Syaikh ‘Abdur Rahman as-Sa’di berkata, “(Inilah) perniagaan yang tidak akan merugi dan binasa, bahkan (inilah) perniagaan yang paling agung, paling tinggi dan paling utama, (yaitu) perniagaan (untuk mencari) ridha Allah, meraih balasan pahala-Nya yang besar, serta keselamatan dari kemurkaan dan sisaan-Nya. Ini mereka (raih) dengan mengikhlaskan (niat mereka) dalam mengerjakan amal-amal (shalih) serta tidak mengharapkan tujuan-tujuan yang buruk dan rusak sedikitpun.” (Kitab Taisiirul Kariimir Rahmaan, hal. 689).

Barang Dagangan/ Perniagaan Allah Subhanahu wa Ta’ala Adalah Surga

Rasulullah shallallahu ‘alaihi wa sallam bersabda, “Ketahuilah, bahwa sesungguhnya barang dagangan Allah sangat mahal, dan ketahuilah bahwa barang dagangan Allah adalah surga.” (HR. at-Tirmidzi (no. 2450) dan al-Hakim (4/343), dinyatakan shahih oleh Imam al-Hakim dan disepakati oleh Imam adz-Dzahabi, serta dinyatakan hasan oleh Syaikh al-Albani dalam Ash-Shahiihah, no. 954 dan 2335).

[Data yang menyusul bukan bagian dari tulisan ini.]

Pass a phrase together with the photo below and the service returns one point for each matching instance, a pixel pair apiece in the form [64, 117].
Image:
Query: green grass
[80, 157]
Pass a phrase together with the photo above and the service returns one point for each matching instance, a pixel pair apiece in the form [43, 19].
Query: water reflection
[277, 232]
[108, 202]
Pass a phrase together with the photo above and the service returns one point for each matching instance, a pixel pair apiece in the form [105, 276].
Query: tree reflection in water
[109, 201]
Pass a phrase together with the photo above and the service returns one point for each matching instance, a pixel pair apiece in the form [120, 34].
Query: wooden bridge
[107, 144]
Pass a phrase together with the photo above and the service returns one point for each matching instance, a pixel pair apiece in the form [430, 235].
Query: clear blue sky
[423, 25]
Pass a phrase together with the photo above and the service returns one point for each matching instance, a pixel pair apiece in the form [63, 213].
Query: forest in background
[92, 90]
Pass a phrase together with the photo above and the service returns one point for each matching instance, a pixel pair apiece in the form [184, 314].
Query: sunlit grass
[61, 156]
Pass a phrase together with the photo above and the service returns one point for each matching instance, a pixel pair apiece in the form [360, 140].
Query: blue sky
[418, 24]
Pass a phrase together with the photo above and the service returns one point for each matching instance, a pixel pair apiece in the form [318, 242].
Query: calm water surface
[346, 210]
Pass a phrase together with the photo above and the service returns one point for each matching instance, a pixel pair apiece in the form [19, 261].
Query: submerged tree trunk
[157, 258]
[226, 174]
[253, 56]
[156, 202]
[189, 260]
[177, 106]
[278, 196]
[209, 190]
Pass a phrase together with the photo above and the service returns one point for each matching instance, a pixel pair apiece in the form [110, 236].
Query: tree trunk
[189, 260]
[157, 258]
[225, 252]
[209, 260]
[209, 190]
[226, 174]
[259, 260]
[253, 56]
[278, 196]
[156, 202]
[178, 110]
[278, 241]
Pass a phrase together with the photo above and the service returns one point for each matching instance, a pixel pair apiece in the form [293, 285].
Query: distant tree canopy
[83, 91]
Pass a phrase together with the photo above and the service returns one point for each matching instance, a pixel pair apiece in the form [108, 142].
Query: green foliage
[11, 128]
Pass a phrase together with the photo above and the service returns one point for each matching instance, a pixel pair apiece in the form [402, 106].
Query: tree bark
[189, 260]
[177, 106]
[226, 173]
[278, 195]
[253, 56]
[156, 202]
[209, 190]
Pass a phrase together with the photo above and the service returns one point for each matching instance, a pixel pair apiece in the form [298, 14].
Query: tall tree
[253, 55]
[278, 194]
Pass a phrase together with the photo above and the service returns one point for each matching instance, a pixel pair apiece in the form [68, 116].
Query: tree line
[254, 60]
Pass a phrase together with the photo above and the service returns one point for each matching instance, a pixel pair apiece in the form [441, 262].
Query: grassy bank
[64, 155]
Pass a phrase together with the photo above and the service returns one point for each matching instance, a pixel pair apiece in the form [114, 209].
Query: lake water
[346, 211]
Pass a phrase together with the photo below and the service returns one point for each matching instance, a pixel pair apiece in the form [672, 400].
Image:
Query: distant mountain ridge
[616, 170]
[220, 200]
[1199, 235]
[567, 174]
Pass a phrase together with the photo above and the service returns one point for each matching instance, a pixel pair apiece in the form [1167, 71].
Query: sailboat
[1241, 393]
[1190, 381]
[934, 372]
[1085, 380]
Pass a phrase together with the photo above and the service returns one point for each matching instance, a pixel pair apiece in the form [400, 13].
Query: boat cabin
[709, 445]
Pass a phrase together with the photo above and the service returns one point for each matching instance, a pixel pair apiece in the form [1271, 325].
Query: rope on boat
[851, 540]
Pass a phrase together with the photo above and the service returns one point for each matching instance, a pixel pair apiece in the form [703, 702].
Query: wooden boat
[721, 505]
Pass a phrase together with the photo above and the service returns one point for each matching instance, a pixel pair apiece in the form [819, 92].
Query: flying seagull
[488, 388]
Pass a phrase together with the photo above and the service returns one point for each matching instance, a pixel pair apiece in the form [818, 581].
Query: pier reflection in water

Barang dagangan Allah Subhanahu wa Ta’ala yang mahal dan mulia ini harganya adalah amalan shalih dan berkorban di jalan-Nya, sebagaimana yang Allah Subhanahu wa Ta’ala isyaratkan dalam firman-Nya,

وَالْبَاقِيَاتُ الصَّالِحَاتُ خَيْرٌ عِنْدَ رَبِّكَ ثَوَابًا وَخَيْرٌ أَمَلا

Dan amalan-amalan yang kekal lagi saleh adalah lebih baik pahalanya di sisi Rabb-mu serta lebih baik untuk menjadi harapan.” (QS. al-Kahfi: 46).

Juga dalam firman-Nya,

إِنَّ اللَّهَ اشْتَرَى مِنَ الْمُؤْمِنِينَ أَنْفُسَهُمْ وَأَمْوَالَهُمْ بِأَنَّ لَهُمُ الْجَنَّةَ يُقَاتِلُونَ فِي سَبِيلِ اللَّهِ فَيَقْتُلُونَ وَيُقْتَلُونَ وَعْدًا عَلَيْهِ حَقًّا فِي التَّوْرَاةِ وَالإنْجِيلِ وَالْقُرْآنِ وَمَنْ أَوْفَى بِعَهْدِهِ مِنَ اللَّهِ فَاسْتَبْشِرُوا بِبَيْعِكُمُ الَّذِي بَايَعْتُمْ بِهِ وَذَلِكَ هُوَ الْفَوْزُ الْعَظِيمُ

Sesungguhnya, Allah telah membeli dari orang-orang mu’min, diri dan harta mereka dengan memberikan surga (sebagai balasan) untuk mereka. Mereka berperang pada jalan Allah, lalu mereka membunuh atau terbunuh. (Itu telah menjadi) janji yang benar dari Allah di dalam Taurat, Injil dan al-Qur’an. Dan siapakah yang lebih menepati janjinya (selain) daripada Allah? Maka bergembiralah dengan jual beli yang telah kamu lakukan itu, dan itulah kemenangan yang besar.” (QS. at-Taubah: 111) (Lihat kitab Tauhfatul Ahwadzi, 7/124 dan Fathul Qadiir, 6/123).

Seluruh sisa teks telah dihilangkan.